GraphQL: I Don't Know What It Is And Now I'm Too Afraid To Ask

A Refresher on GraphQL

Posted on November 06, 2024 · 11 mins read
The following notes are designed to complement my presentation on GraphQL. Link to the talk will be provided when available.


Until recently, I only had a vague understanding of what GraphQL was. For those that still aren’t sure, please know that it’s ok not to know. There are so many buzzwords and new technologies being created all the time, it would be impossible to keep up with absolutely everything. In fact, it happens so often that IBM even created a chart to document the process that happens each time - this is the hype cycle of emerging technologies:

Graph depicting the Hype Cycle

This chart goes through five phases:

  • The Innovation Trigger, where the technology is made available to the public for the first time,
  • The Peak of Inflated Expectations occurs shortly after, as everyone attempts to apply the technology to resolve every scenario ever,
  • The Trough of Disillusionment is when people realise that the technology did not in fact fix everything,
  • The Slope of Enlightenment happens as people start using the technology again, but this time with more realistic expectations, and
  • The Plateau of Productivity occurs when the technology has found it’s place in the technological landscape and is used in appropriate scenarios.

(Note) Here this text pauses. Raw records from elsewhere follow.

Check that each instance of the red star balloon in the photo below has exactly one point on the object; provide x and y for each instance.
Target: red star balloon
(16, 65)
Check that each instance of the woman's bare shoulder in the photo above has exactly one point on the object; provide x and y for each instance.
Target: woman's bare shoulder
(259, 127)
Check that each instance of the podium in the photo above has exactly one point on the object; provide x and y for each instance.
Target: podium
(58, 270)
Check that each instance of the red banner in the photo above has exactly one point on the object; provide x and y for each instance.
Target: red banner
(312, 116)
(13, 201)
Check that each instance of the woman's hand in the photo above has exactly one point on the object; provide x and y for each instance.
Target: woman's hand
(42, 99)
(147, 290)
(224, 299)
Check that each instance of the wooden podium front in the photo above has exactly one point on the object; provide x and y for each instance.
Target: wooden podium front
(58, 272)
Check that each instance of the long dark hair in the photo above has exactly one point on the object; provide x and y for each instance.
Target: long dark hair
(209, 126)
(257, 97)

Currently, I think GraphQL is coming out of the Slope of Enlightenment and starting to head into the Plateau of Productivity, which also means it’s worth doing a refresher for those of us that missed it the first time around.

Why GraphQL Was Created

Back in the distant past of 2012, Facebook was having some issues with its app. At the time it was essentially an adaptation of the website, and compared to other natively built apps it simply wasn’t working as well - so they decided it was time to rewrite it.

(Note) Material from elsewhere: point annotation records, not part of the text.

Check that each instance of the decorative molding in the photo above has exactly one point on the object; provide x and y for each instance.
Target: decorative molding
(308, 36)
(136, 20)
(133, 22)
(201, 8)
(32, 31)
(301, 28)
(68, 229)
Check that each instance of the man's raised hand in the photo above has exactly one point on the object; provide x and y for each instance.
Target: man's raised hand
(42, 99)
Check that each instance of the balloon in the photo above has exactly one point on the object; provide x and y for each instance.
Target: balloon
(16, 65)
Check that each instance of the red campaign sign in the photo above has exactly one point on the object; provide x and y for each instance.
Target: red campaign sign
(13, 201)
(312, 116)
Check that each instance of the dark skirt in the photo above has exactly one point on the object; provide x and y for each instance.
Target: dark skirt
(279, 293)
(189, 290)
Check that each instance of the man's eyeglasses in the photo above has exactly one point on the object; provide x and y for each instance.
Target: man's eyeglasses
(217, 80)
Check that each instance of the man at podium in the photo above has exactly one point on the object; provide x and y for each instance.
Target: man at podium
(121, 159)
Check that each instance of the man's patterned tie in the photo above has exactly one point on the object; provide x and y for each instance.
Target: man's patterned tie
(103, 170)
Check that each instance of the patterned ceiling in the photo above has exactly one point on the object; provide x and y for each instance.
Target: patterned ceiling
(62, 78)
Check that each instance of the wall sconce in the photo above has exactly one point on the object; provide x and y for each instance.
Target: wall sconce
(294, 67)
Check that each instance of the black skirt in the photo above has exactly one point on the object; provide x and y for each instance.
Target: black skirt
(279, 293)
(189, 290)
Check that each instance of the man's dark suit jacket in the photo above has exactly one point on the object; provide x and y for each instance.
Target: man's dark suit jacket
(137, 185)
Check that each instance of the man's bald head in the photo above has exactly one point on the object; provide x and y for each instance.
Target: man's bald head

Originally they intended to use the existing APIs that they had at the time, which like the majority of the industry were mostly REST APIs.

REST Strengths


  • Great when working with simple and less volatile data.
  • Has individual endpoints that correspond with its available resources, meaning there’s a nice inbuilt separation of concerns already.
  • Having stateless operations means that each request is self-contained, which improves scalability and simplifies the underlying back-end architecture.
  • Interfaces well with older systems and technologies, which is great when you’re working with legacy systems.

REST Weaknesses

REST is less effective when working with complex data, such as was required by Facebook to populate the newsfeed. To do so could involve a number of separate REST calls; to get the user’s list of friends, to get the recent statuses made by each of those friends, to get the comments for each of the statuses, to get the likes of the comments of the statuses of the friends…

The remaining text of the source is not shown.